Handoff complete per v3-phase-14-s8-p15-handoff.md, aligned to canonical v3-phase-15-product-plan.md §4. Every P14 residual product gap has a named P15 track and a concrete first-proof gate:

  • T1 Frontend + Data Path Contract (includes subprocess heartbeat ingress)
  • T2 CSI / External Lifecycle Surface
  • T3 External Control API
  • T4 Security And Auth Posture
  • T5 Diagnostics And Explainability
  • T6 Operator Workflow
  • T7 V2/V3 Coexistence And Migration
  • T8 Deployment / Upgrade / Release Hardening
  • Final Gate — Cluster Validation Agent

7. Final P14 Claim

P14 has closed one bounded single-active-master internal topology/control-plane truth loop for the accepted topology set. Observation is system-fed; authority is durable, single-owner, and restart-recovered; convergence has bounded fate; the real VolumeBridge → adapter route re-anchors across restart without backward mint or old-slot revival.

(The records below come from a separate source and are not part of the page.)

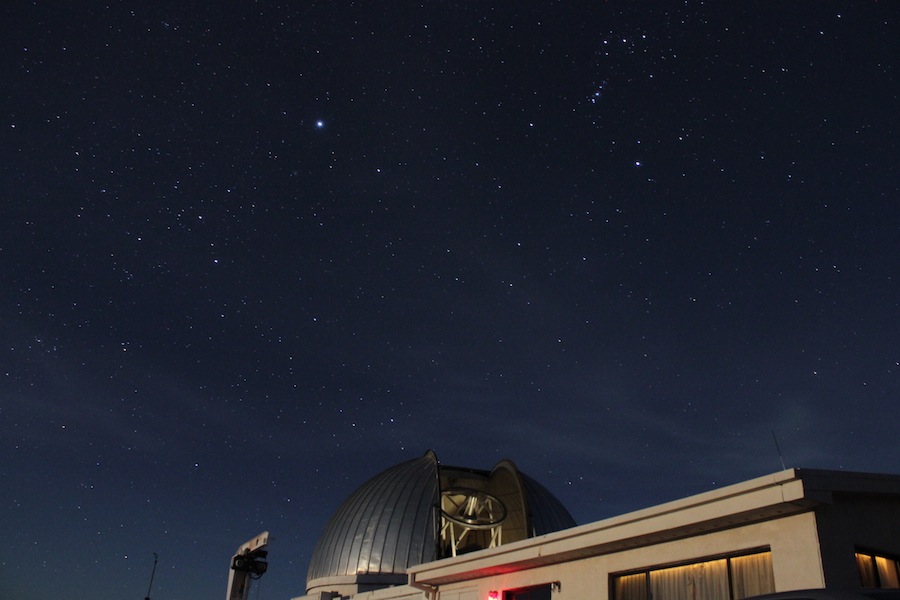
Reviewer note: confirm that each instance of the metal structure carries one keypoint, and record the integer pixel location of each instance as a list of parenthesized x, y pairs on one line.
[(420, 511), (464, 511), (247, 564)]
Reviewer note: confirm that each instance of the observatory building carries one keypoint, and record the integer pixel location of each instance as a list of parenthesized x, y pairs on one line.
[(421, 511), (424, 531)]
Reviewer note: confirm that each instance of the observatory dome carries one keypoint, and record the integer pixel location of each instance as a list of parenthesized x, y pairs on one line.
[(420, 511)]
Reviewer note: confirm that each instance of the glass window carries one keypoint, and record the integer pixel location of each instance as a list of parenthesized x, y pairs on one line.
[(538, 592), (878, 570), (729, 578)]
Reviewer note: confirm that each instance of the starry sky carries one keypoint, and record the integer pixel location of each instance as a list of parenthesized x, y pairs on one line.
[(253, 253)]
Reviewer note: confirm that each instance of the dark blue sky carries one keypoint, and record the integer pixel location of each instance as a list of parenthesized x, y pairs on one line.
[(251, 255)]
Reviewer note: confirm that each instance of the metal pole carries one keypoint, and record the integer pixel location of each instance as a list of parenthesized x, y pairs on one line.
[(152, 573)]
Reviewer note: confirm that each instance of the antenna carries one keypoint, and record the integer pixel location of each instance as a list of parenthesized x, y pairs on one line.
[(777, 447), (152, 573)]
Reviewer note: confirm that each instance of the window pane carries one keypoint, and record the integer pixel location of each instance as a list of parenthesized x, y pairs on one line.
[(630, 587), (887, 572), (868, 577), (700, 581), (752, 575)]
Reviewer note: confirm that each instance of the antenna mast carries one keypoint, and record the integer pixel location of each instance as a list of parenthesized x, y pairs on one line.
[(777, 447), (152, 573)]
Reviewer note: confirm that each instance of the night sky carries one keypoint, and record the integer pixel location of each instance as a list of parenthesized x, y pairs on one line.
[(252, 254)]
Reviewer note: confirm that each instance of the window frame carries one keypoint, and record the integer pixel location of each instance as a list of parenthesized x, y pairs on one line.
[(686, 563)]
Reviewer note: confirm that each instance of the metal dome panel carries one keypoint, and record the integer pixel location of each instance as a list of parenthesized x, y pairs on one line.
[(384, 527), (398, 519)]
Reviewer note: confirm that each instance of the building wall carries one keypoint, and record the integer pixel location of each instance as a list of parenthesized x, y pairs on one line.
[(856, 522), (793, 541)]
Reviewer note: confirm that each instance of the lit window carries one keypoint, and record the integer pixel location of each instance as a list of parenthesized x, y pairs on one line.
[(877, 570), (728, 578)]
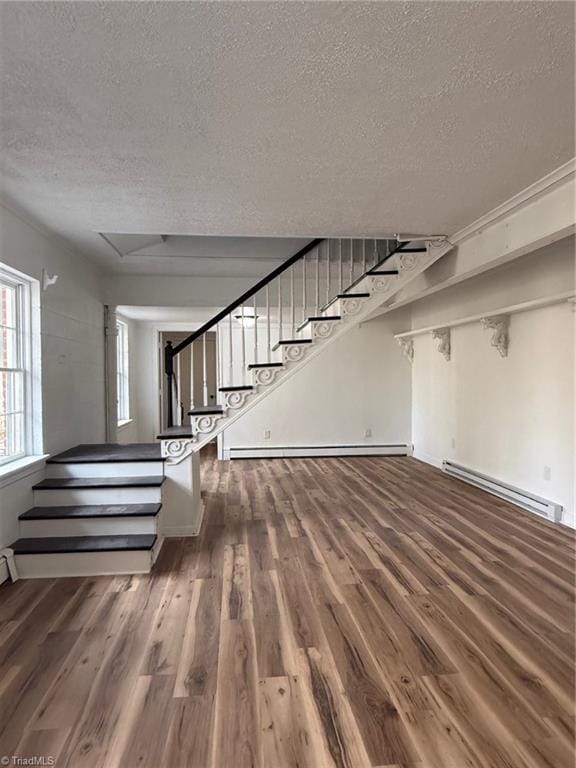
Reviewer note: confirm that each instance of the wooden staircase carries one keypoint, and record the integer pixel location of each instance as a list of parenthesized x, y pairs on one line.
[(294, 315), (99, 509)]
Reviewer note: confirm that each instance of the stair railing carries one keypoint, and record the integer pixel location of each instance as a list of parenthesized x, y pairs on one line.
[(250, 331)]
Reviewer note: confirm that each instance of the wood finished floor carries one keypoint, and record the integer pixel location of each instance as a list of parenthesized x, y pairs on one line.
[(339, 612)]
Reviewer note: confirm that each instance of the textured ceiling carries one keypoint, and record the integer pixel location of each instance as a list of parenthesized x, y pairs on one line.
[(293, 119), (200, 256)]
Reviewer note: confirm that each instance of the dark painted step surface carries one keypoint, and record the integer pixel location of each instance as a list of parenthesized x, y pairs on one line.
[(318, 318), (63, 483), (108, 452), (205, 410), (286, 342), (345, 296), (65, 544), (176, 433), (91, 511)]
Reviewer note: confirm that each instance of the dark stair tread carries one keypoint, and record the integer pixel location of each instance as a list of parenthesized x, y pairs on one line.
[(64, 483), (176, 433), (286, 342), (67, 544), (91, 511), (318, 318), (206, 410), (104, 452)]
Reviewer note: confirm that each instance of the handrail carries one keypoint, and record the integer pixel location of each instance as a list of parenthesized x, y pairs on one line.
[(245, 296)]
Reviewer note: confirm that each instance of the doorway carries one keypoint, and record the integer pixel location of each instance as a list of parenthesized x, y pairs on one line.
[(195, 375)]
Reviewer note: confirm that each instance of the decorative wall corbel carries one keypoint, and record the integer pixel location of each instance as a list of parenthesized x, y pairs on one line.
[(175, 451), (443, 336), (407, 346), (500, 324)]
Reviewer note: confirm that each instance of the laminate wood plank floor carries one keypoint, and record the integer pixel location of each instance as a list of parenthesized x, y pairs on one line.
[(332, 613)]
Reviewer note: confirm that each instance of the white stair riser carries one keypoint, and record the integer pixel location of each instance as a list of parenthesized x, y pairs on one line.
[(342, 307), (70, 496), (91, 526), (106, 469), (83, 564)]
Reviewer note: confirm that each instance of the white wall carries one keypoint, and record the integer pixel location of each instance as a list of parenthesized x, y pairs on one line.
[(359, 382), (507, 417), (72, 351)]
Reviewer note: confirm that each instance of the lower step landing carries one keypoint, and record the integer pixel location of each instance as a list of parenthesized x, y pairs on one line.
[(85, 555)]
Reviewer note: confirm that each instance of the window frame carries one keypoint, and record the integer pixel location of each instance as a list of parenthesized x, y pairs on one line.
[(122, 372), (28, 364)]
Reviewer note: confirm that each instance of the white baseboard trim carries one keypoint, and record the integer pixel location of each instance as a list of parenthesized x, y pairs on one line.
[(318, 451), (550, 510), (175, 531), (427, 458)]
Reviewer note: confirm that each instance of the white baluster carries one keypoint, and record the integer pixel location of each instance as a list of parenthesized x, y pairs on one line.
[(243, 346), (204, 371), (351, 262), (304, 302), (292, 306), (231, 361), (317, 283), (328, 272), (280, 299), (255, 330), (267, 325)]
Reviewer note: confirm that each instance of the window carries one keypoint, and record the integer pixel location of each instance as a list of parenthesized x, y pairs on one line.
[(122, 381), (15, 368)]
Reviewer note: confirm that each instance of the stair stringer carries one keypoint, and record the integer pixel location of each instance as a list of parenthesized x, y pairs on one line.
[(410, 266)]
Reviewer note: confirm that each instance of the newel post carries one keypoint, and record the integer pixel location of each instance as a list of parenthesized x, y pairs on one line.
[(182, 509)]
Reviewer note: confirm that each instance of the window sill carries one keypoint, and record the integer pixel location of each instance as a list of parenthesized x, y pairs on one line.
[(16, 470)]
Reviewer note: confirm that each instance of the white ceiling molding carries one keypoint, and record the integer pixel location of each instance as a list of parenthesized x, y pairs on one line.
[(565, 173), (500, 325), (540, 215), (345, 145)]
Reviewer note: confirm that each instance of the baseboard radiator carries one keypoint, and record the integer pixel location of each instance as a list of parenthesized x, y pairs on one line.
[(318, 451), (539, 506)]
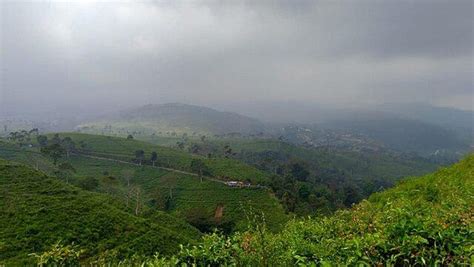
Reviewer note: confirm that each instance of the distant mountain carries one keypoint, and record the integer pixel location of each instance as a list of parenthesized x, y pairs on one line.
[(402, 134), (180, 118), (442, 116)]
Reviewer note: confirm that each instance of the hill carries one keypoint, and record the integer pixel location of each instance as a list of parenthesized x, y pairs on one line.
[(106, 164), (40, 210), (124, 149), (175, 119), (422, 221), (401, 134)]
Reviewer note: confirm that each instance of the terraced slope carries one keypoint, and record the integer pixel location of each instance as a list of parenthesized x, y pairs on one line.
[(37, 210), (121, 148)]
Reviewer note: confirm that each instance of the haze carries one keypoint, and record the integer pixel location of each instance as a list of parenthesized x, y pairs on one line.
[(97, 56)]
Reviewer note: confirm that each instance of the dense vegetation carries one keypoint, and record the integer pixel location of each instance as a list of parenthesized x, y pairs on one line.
[(422, 221), (205, 203), (174, 119), (311, 180), (40, 211)]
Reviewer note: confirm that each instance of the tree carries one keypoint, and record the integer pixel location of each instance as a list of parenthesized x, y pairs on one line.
[(42, 140), (128, 175), (64, 170), (198, 166), (139, 156), (56, 139), (299, 171), (180, 144), (68, 145), (154, 157), (54, 151)]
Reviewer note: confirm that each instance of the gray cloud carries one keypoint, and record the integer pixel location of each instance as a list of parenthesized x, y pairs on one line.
[(95, 54)]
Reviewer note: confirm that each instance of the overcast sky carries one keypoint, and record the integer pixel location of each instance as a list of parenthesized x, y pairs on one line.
[(93, 54)]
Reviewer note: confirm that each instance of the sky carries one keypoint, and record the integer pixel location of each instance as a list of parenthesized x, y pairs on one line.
[(91, 55)]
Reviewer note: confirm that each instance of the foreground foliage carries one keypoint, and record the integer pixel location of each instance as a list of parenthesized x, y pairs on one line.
[(422, 221), (37, 211)]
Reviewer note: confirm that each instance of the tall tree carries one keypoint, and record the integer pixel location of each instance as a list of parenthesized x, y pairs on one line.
[(68, 145), (42, 140), (154, 157), (139, 156), (65, 170), (198, 166), (54, 151)]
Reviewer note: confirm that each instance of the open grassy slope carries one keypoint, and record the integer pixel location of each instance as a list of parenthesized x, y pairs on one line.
[(122, 148), (360, 165), (180, 194), (187, 194), (37, 211), (177, 118)]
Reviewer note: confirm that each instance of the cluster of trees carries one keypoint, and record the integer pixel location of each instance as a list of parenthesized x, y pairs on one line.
[(140, 157), (304, 190), (23, 137), (56, 148)]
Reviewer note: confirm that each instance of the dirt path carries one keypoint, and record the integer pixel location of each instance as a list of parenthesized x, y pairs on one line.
[(157, 167)]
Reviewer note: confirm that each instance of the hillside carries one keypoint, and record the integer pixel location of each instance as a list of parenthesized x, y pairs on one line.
[(402, 134), (121, 148), (422, 221), (40, 210), (105, 164), (174, 119)]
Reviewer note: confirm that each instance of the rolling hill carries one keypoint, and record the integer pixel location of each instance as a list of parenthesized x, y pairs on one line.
[(41, 210), (103, 164), (423, 221), (175, 119)]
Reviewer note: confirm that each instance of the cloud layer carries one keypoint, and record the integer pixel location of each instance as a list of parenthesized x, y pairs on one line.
[(107, 54)]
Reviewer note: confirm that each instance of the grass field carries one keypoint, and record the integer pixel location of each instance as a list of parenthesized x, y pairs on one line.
[(37, 211), (187, 193), (124, 149), (182, 195)]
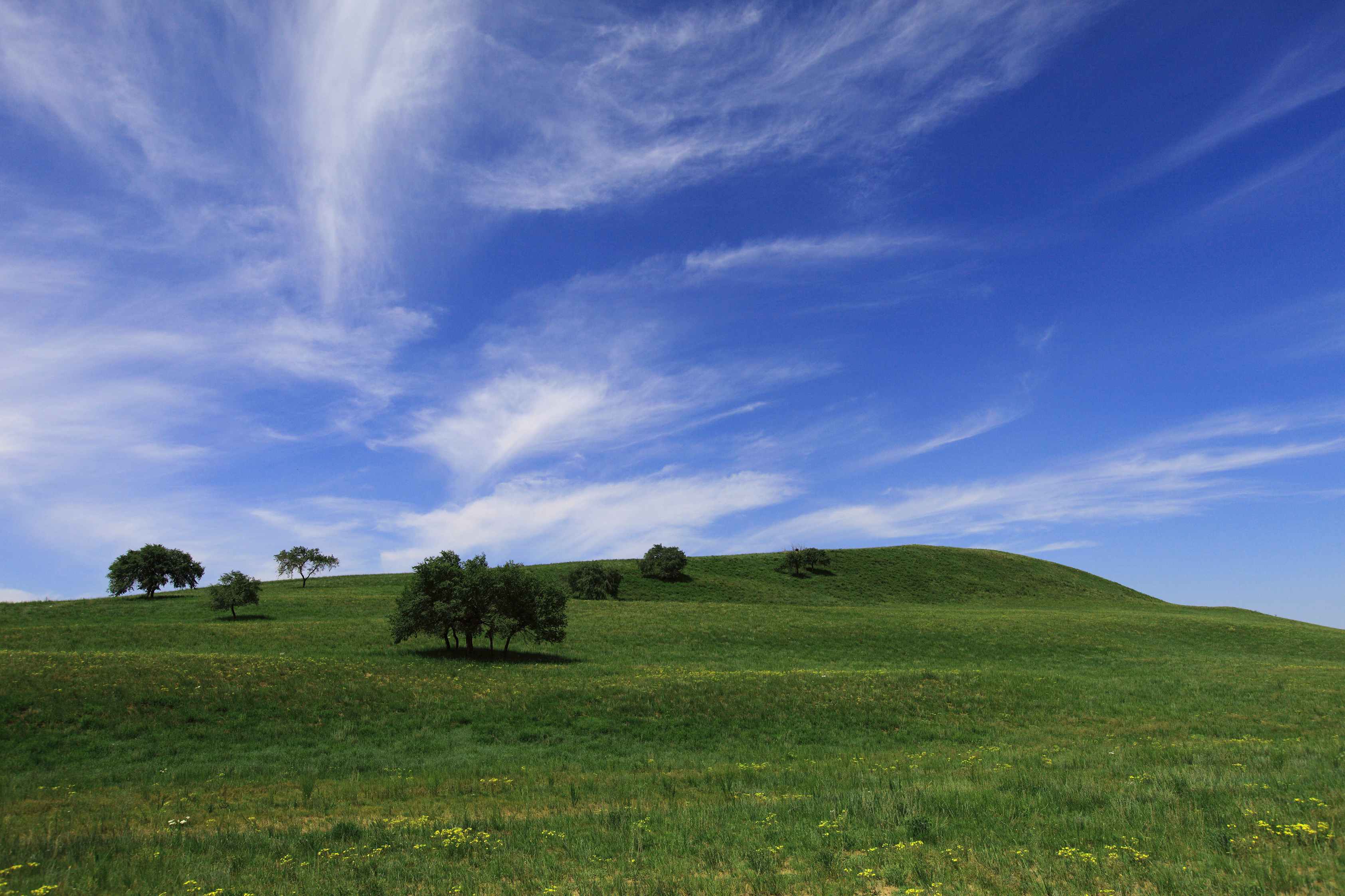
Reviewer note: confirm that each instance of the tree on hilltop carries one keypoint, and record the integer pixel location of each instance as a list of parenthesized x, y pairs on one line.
[(462, 600), (592, 580), (233, 591), (664, 563), (151, 568), (793, 560), (814, 557), (303, 563)]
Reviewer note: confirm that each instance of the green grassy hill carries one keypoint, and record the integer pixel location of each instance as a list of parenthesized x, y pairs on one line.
[(922, 720), (910, 574)]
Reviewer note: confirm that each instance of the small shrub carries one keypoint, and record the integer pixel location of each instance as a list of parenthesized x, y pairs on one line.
[(595, 582), (235, 590)]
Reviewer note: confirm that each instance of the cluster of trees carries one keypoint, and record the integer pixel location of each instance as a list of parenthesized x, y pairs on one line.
[(795, 560), (465, 600)]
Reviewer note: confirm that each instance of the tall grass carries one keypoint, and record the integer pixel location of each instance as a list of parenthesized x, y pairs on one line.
[(1066, 736)]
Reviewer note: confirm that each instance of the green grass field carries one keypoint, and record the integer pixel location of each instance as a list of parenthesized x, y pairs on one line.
[(923, 720)]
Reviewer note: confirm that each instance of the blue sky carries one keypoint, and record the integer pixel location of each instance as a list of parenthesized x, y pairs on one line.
[(563, 280)]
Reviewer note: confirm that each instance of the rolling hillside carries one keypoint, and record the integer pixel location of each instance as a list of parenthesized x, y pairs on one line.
[(742, 731)]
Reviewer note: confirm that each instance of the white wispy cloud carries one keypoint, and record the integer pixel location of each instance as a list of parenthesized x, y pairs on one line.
[(1302, 76), (802, 251), (537, 520), (1062, 545), (969, 428), (584, 381), (15, 595), (638, 105), (364, 81), (1165, 477)]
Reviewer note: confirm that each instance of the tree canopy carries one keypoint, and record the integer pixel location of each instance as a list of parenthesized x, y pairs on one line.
[(151, 568), (592, 580), (233, 591), (795, 560), (303, 563), (664, 563), (463, 600)]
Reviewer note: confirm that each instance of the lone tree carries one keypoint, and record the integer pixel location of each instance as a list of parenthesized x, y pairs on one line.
[(303, 563), (235, 590), (794, 560), (151, 568), (462, 600), (595, 582), (664, 563)]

P14 has NOT closed CSI, external API, frontend data path, migration, security, deployment, performance, or production readiness. Those nine tracks are handed off to P15 with concrete first-proof gates. Multi-master, V2 HandleAssignment/promote/demote semantics, and heartbeat-as-authority are explicit non-goals — not deferrals.

8. Sign-off State

  • Architect — pending review of this matrix + handoff.
  • Tester — pending reproducibility check (commands in §4).
  • 14A final targeted pass — pending (scope in v3-phase-14a-checklist.md).

S8 cannot be accepted until all three sign off. After that, P14 is closed and the next active work is P15 T1 Frontend.